Los viveros


Los viveros son los sitios destinados para producir plantas, flores y follajes desde la germinación o rebrote, hasta que estén listas para sembrar en el campo o salir a la venta.

El sitio debe tener:

Suministro adecuado y cercano de agua.

Luz solar, que es la principal fuerza impulsadora de la vida vegetal.

Buen drenaje de agua para evitar pudrimientos y enfermedades por exceso de humedad.

Cercas vivas para disminuir la acción del viento.

El semillero

Después de tener la mezcla lista y las semillas seleccionadas, se procede a llenar las rejillas de germinación o las bolsas de diferentes tamaños dependiendo de lo que se sembrará y se entierran las semillas a una profundidad equivalente al doble del tamaño que tenga. Luego se marcan las rejillas o bolsas con el nombre de la planta y la fecha, se riega con gota muy fina y se ponen a cubierto con tela-sombra.

Cuando la semilla empiece a germinar se pasan al vivero para que reciban luz solar y siga su crecimiento. Cuando adquiera el tamaño necesario, según la planta, se pasa al campo, huerta o a la tienda de venta. Este proceso debe hacerse en la mañana o en la tarde para que las temperaturas altas del mediodía no afecten nuestras plántulas.

La germinación


La germinación es el desarrollo del embrión y necesita condiciones específicas de luz, humedad, oxígeno, temperatura y nutrientes necesarias. Las eras de germinación se hacen de un metro de ancho y largos variables según cada necesidad. El agua se suministra en riego. Es necesario regar con gotas muy finas para no destapar las semillas. Se pueden utilizar regaderas o inventarlas haciéndole pequeños agujeros a tapas de botellas.

Mezcla de germinación

El sustrato para los semilleros debe tener suficiente espacio para el oxígeno y nutrientes para la nueva planta. Se prepara con tierra previamente zarandeada y humedecida con purines líquidos. Se mezcla con humus de lombriz y compost, que también es zarandeado para homogenizar la mezcla.

Para la desinfección de la mezcla se puede utilizar purín de sauce, que además sirve para estimular el crecimiento, fortalecer las plántulas y controlar hongos en épocas de invierno y pulgones.

Tome 500 gramos de corteza tierna de sauce y macérelo.

Ponga a fermentar en un galón de agua limpia, sin cloro, mínimo tres días, revolviendo diariamente.

Aplique medio galón por metro cuadrado de semillero.

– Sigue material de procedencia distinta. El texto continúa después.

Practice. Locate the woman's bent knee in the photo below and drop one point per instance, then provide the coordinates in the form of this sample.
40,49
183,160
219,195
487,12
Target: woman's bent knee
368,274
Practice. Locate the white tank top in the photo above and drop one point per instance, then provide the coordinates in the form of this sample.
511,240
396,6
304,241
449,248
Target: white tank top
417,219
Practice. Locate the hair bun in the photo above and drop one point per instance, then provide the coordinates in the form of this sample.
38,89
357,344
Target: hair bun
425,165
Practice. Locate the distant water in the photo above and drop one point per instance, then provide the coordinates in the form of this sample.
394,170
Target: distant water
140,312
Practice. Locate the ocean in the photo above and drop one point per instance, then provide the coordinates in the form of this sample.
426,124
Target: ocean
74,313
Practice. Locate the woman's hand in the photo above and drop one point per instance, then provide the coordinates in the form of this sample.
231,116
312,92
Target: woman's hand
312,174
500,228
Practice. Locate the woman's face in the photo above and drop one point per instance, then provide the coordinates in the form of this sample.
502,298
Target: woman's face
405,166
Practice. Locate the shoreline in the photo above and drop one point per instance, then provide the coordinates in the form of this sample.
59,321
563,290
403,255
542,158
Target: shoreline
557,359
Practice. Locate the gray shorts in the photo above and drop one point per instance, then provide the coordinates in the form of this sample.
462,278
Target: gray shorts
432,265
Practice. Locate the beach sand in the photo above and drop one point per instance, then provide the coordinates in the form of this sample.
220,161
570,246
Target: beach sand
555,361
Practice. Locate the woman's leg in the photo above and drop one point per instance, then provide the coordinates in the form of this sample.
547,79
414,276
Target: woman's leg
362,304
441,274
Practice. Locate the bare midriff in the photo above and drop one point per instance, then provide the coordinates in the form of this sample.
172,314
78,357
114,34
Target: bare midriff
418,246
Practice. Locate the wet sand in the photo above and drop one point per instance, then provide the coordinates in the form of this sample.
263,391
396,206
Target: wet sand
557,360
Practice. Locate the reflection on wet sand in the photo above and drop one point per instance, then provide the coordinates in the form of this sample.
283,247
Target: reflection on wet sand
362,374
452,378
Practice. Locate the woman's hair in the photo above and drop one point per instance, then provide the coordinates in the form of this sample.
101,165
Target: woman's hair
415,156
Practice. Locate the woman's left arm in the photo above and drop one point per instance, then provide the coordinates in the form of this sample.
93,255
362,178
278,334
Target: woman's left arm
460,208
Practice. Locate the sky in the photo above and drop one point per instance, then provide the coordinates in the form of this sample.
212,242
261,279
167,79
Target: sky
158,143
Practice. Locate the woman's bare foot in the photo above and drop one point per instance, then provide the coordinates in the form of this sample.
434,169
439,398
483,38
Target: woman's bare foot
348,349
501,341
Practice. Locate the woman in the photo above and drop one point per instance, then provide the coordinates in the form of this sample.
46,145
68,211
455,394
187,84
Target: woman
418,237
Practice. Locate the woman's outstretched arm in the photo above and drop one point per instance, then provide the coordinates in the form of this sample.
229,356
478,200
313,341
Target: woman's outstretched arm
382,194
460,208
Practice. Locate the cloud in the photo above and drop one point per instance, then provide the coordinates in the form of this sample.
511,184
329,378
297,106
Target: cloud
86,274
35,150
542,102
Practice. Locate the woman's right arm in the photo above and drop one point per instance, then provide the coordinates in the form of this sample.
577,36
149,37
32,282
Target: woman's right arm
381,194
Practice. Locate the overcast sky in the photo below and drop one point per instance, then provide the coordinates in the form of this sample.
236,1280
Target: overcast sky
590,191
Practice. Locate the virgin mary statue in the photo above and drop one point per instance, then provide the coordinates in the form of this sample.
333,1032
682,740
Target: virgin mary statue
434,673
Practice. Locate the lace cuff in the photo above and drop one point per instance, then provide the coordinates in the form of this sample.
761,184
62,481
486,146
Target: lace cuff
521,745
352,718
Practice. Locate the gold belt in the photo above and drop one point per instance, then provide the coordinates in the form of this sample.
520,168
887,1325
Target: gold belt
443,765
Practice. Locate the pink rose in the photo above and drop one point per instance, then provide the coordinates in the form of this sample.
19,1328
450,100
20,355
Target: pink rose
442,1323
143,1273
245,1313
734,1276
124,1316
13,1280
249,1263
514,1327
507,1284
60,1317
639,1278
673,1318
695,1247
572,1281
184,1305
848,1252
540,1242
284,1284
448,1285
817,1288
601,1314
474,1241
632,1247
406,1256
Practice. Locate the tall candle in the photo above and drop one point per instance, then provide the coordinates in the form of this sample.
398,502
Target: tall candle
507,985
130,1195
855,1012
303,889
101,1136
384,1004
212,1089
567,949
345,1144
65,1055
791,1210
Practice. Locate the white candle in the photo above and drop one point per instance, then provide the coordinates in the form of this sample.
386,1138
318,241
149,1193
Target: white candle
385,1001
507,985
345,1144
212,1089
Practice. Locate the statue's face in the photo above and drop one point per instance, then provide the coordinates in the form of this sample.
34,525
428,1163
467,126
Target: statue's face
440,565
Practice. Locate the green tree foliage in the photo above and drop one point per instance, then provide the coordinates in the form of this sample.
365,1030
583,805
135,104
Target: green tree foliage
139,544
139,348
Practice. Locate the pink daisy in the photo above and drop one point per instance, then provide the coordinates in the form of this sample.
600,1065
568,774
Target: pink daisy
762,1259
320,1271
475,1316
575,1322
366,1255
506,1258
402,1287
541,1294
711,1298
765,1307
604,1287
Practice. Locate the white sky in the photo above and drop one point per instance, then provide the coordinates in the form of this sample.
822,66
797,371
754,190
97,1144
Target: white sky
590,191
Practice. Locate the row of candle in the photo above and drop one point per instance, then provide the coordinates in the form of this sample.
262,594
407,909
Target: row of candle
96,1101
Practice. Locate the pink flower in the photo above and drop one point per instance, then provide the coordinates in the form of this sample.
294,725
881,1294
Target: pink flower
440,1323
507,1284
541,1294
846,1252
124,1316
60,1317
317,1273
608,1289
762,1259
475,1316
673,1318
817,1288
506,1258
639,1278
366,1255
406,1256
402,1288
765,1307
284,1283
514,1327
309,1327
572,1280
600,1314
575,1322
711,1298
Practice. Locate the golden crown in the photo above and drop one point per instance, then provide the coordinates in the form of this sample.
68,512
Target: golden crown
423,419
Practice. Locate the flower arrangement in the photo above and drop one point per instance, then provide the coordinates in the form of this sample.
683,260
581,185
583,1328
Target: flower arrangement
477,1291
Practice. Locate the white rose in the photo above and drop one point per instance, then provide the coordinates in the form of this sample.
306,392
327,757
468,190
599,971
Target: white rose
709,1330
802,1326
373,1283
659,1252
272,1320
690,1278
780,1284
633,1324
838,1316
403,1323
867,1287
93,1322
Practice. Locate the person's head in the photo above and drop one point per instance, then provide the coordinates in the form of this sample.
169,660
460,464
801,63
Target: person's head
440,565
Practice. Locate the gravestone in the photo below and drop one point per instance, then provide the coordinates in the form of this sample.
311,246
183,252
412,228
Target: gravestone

Para el trasplante, es bueno sumergir las plántulas en este purín sin diluir por 5 minutos.

Reproducción sin semilla

También existen otras formas de propagar especies sin necesidad de las semillas, a partir de partes de raíces, tallos, hojas o ramas que originan nuevas plantas genéticamente iguales a la planta original.

Estaca

Es la parte del árbol madre que se extrae con fines de propagación, y son principalmente partes de tallos o ramas. Se deben tomar las estacas de los sitios donde se unen las ramas (codos), pues es ahí donde se encuentran las yemas de crecimiento.

Antes de plantar en las bolsas con la misma mezcla de la germinación, se unta la parte de abajo con cristales de Penca Sábila para fomentar el enraizamiento. Se pasan luego al vivero, donde se deben cuidar hasta que broten nuevas hojas.

Pies y bulbos

Muchas plantas, como los anturios, gladiolos, dalias, begonias y plátanos, se reproducen por rizomas o bulbos. Para cultivarlos se sacan estos “pies” con un machete o cuchillo limpio o simplemente se buscan los bulbos con la mano y se van almacenando o transplantando. Se deben dejar en el vivero hasta que se observen los rebrotes, para sacarlos.